Yet all this has in the recent past been expressed in terms of a disarming condition of innocence, often described as a post-modern concern for diversity, individuality, the empowerment of the marginal, and a whole host of other propositions on which there is a concurrence between xenophobes, liberals and third world communalists and integralists, all of whom speak the rhetoric of diversity, of difference, of particularity, a rhetoric which conflates the banal realities of diversity and of particularity with the topoi of culturalist and ethnographic classification. All in all, the kitsch and the spectacular, are taken for the authentic and invariant, and this procedure is often freely encouraged not only by ideologues of authenticity, but by various other native informants, some of them professional, who play to an eager gallery, although this is not usually noticed by anthropologists, journalists, or other experts.

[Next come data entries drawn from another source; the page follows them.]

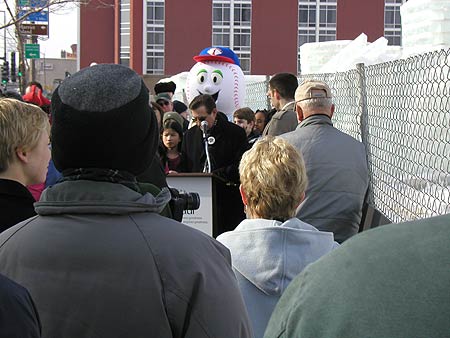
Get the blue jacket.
[217,218,338,337]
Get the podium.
[166,173,245,237]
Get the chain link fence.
[247,46,450,223]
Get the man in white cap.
[280,80,369,243]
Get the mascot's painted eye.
[211,69,223,85]
[197,69,208,84]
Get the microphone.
[200,121,212,173]
[200,121,208,139]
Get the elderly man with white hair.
[280,80,369,243]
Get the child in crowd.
[160,112,183,174]
[0,99,50,232]
[253,109,268,135]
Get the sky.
[0,1,78,58]
[39,5,78,58]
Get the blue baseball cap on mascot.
[194,46,241,67]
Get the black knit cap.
[51,64,159,175]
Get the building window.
[119,0,130,66]
[145,0,164,74]
[297,0,338,73]
[384,0,407,46]
[212,0,252,74]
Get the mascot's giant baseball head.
[186,47,245,120]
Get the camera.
[169,188,200,222]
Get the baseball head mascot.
[186,47,245,121]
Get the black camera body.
[169,188,200,222]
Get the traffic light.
[11,52,17,82]
[2,61,9,84]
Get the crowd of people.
[0,64,450,338]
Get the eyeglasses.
[156,100,170,106]
[192,116,208,122]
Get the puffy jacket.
[217,218,338,338]
[0,180,251,338]
[280,115,369,243]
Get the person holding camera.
[0,64,252,338]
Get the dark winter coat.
[0,179,36,232]
[0,180,251,338]
[0,275,41,338]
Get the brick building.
[79,0,405,75]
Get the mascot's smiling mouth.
[197,90,220,102]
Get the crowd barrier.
[246,49,450,223]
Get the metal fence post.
[264,75,272,110]
[356,63,374,205]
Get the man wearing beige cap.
[280,80,369,243]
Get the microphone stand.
[201,121,212,173]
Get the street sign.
[25,43,40,59]
[19,10,48,22]
[20,23,48,35]
[19,0,48,8]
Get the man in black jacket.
[182,95,248,233]
[0,64,252,338]
[0,274,41,338]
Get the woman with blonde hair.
[217,136,338,337]
[0,99,50,232]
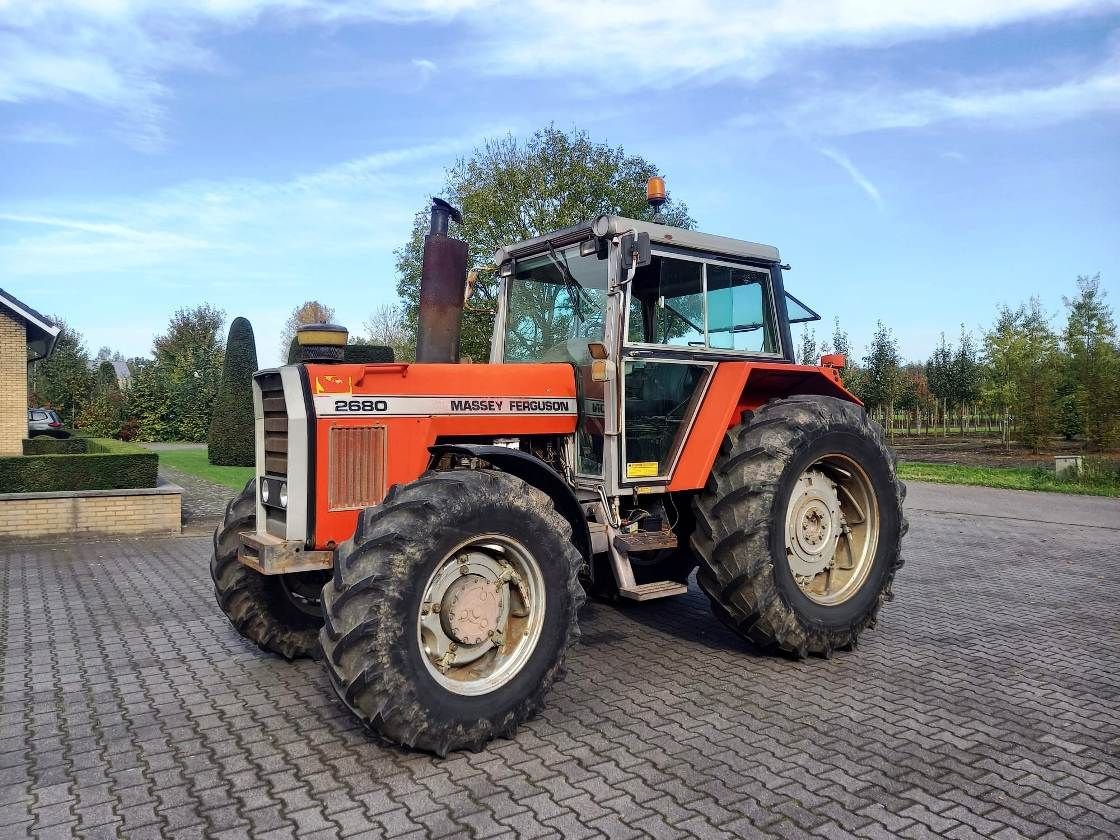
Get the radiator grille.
[256,374,288,478]
[327,426,385,511]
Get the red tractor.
[211,185,906,755]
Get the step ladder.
[605,525,689,600]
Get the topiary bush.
[0,438,159,493]
[207,318,256,467]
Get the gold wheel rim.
[785,455,879,607]
[417,534,545,696]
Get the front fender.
[428,444,591,563]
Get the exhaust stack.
[417,198,467,363]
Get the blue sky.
[0,0,1120,364]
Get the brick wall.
[0,310,27,455]
[0,484,183,538]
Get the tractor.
[211,179,906,755]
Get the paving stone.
[0,486,1120,840]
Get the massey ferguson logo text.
[451,400,568,414]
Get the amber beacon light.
[645,175,665,213]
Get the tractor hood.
[307,363,576,436]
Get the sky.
[0,0,1120,366]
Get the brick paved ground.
[0,488,1120,838]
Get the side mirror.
[622,232,653,269]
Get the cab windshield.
[502,245,607,363]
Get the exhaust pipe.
[417,198,467,363]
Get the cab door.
[618,254,716,485]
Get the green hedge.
[24,437,90,455]
[0,438,159,493]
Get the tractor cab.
[491,216,820,496]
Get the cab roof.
[494,216,781,265]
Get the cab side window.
[706,264,777,353]
[627,254,778,353]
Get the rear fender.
[428,444,591,562]
[669,362,862,492]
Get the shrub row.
[0,438,159,493]
[24,436,90,455]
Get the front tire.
[320,470,584,755]
[692,396,907,656]
[211,479,324,660]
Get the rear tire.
[211,479,323,660]
[320,470,584,755]
[692,396,907,656]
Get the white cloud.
[816,147,883,209]
[0,0,1118,150]
[468,0,1118,84]
[0,137,478,284]
[770,56,1120,136]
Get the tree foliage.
[860,320,902,416]
[352,304,416,362]
[396,125,693,361]
[280,300,335,358]
[207,318,256,467]
[983,298,1061,450]
[1062,274,1120,449]
[129,304,225,440]
[797,325,821,365]
[28,318,94,424]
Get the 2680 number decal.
[335,400,389,413]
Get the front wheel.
[692,396,907,656]
[320,470,584,755]
[211,478,326,660]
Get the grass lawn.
[898,461,1120,496]
[159,449,253,491]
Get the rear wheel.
[211,479,329,660]
[320,470,584,755]
[692,396,907,656]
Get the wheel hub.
[417,534,544,694]
[440,575,502,645]
[786,469,843,579]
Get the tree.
[207,318,256,467]
[362,304,417,362]
[861,320,902,431]
[797,325,821,365]
[93,345,124,362]
[396,124,693,361]
[925,333,953,435]
[129,304,225,440]
[949,324,980,435]
[28,318,93,424]
[96,361,120,393]
[832,316,856,365]
[280,300,335,358]
[1062,274,1120,449]
[983,298,1062,451]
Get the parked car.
[27,409,69,438]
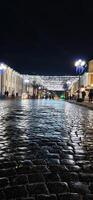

This post-modernist delight in the pre-modernity of others is all the rage; what it subtends really is a vigorous and triumphalist post-modernism, premissed on post-Communism, and bereft of the normative, aesthetic, and cognitive attributes of modernism. It is hence captive to the relativistic drift inherent in the use, by history and sociology, of the metaphor of the organism to describe identities as absolute subjects. This, I have repeatedly reminded you, is a standard component of European irrationalism.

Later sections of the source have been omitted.